Experiments investigating the single-cell fluorescence of Coccomyxa cimbrica as a function of increasing doses of Cu(II) at 0, 24, and 72 h are presented. In these experiments, different in vitro culturing conditions are used: one comparable to microwells condition (Batch 1), the second under continuous flow in a microfluidic device (Batch 2), and the last one in plastic falcons continuously stirred by an orbital shaker (Batch 3). After 72 h, the median single cell fluorescence intensity decreased by almost 50% at doses of 20–30 μg/mL for Batch 1, whereas for Batches 2 and 3, this change occurs at doses of the order of 100–300 μg/mL. We attribute this behavior to two factors: the limited amount of solution and the absence of oxygen exchange for Batch 1 relative to the other two. These experiments show that growth in a microfluidic device, such as the one proposed, provides the same results as the one obtained using standard examinations protocols, such as those used in Batch 3. The advantage in using microfluidic devices compared with traditional culture condition lies in the ability to avoid accidental contamination of the sample since there is no need to withdraw sample from the batch to examine it at the different time intervals.
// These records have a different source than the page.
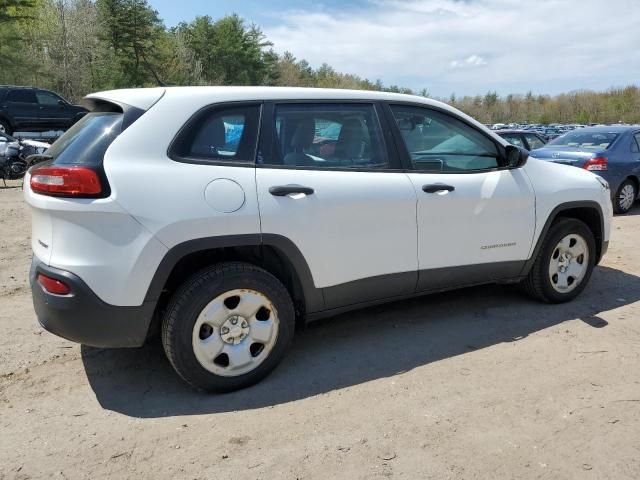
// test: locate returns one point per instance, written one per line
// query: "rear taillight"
(65, 181)
(52, 285)
(597, 164)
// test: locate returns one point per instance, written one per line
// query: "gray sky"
(461, 46)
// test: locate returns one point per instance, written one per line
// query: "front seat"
(350, 144)
(302, 139)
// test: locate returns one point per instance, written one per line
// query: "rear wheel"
(625, 197)
(228, 327)
(564, 264)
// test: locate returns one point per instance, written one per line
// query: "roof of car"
(609, 129)
(263, 93)
(512, 130)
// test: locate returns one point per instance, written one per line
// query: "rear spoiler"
(138, 98)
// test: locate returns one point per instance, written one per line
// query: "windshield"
(582, 139)
(86, 142)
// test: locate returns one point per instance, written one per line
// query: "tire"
(625, 197)
(5, 127)
(209, 322)
(541, 284)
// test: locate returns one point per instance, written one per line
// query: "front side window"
(220, 134)
(47, 98)
(534, 141)
(438, 142)
(327, 136)
(21, 96)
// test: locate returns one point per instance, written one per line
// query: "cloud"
(472, 46)
(470, 61)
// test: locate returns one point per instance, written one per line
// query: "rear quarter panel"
(555, 184)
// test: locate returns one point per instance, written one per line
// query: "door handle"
(284, 190)
(437, 187)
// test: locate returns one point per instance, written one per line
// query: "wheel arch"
(588, 212)
(635, 180)
(6, 119)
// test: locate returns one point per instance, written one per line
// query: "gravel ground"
(480, 383)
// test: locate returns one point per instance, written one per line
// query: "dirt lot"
(480, 383)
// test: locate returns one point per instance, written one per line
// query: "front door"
(327, 182)
(476, 219)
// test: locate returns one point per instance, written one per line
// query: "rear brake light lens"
(65, 181)
(52, 285)
(597, 164)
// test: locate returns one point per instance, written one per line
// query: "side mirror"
(516, 156)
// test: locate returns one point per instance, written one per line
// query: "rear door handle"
(437, 187)
(284, 190)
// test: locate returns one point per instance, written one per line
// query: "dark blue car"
(611, 152)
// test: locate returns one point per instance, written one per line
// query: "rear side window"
(327, 136)
(86, 142)
(635, 142)
(219, 134)
(22, 96)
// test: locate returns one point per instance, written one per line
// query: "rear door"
(327, 181)
(476, 219)
(23, 108)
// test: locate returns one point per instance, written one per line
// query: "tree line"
(79, 46)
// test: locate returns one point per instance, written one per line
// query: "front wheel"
(564, 263)
(228, 327)
(625, 196)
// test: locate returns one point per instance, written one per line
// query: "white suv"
(222, 215)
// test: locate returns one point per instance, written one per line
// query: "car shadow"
(354, 348)
(635, 210)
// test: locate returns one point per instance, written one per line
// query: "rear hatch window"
(86, 142)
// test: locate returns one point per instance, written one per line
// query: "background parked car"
(34, 109)
(522, 138)
(13, 156)
(611, 152)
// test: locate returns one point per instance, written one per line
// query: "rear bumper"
(83, 317)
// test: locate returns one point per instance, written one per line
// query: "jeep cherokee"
(221, 215)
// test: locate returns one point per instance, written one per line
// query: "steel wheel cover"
(569, 263)
(235, 332)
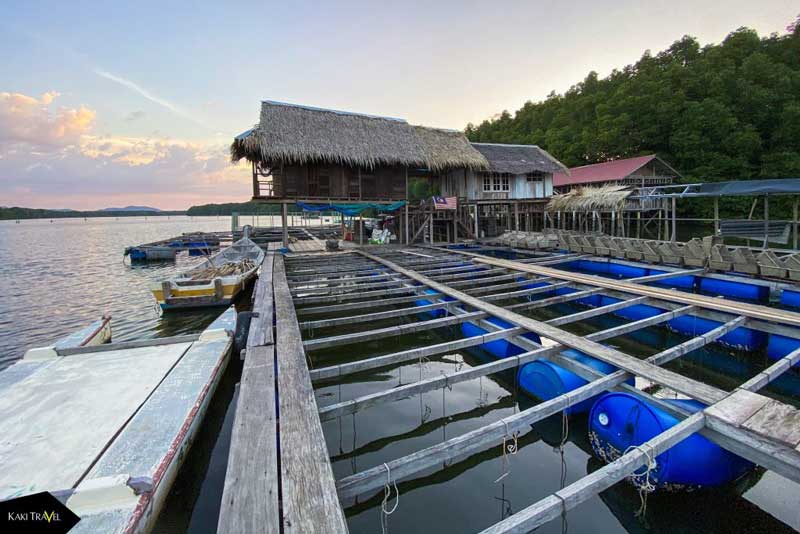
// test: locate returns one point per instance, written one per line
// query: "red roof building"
(643, 171)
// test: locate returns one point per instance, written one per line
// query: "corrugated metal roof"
(602, 172)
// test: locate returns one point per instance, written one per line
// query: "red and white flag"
(445, 203)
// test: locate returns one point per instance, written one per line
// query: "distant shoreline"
(8, 214)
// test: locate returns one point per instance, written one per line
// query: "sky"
(119, 103)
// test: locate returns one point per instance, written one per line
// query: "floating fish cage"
(444, 378)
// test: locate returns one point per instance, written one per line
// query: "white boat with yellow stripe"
(214, 282)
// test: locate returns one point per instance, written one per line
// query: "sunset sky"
(119, 103)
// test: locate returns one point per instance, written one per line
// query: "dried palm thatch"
(519, 159)
(448, 149)
(601, 198)
(295, 134)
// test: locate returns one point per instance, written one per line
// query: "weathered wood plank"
(587, 487)
(411, 354)
(754, 311)
(310, 502)
(250, 495)
(390, 331)
(777, 421)
(261, 325)
(664, 377)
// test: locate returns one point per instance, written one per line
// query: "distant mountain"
(132, 208)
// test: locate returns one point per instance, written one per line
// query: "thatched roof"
(602, 198)
(290, 133)
(519, 159)
(448, 149)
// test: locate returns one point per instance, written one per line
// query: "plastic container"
(619, 420)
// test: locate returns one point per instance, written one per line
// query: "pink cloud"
(52, 158)
(28, 120)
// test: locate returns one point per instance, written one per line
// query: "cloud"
(133, 86)
(29, 120)
(54, 158)
(135, 115)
FLIM data confirm what is already known about Cu(II) toxicity towards photosynthetic systems. From the analysis of FLIM data, two characteristic decay time constants are attributed to the lifetime of chlorophyll a in PSII in the “open” (hundreds of picoseconds) and “closed” configuration (nanoseconds). There is a steady and marked increase of both these values in time as the dose of Cu(II) increases. The lifetime of the short component is associated with a decrease in efficiency of the energy transfer process towards the reaction center, whereas for the long component disruption of the aggregates structure is invoked.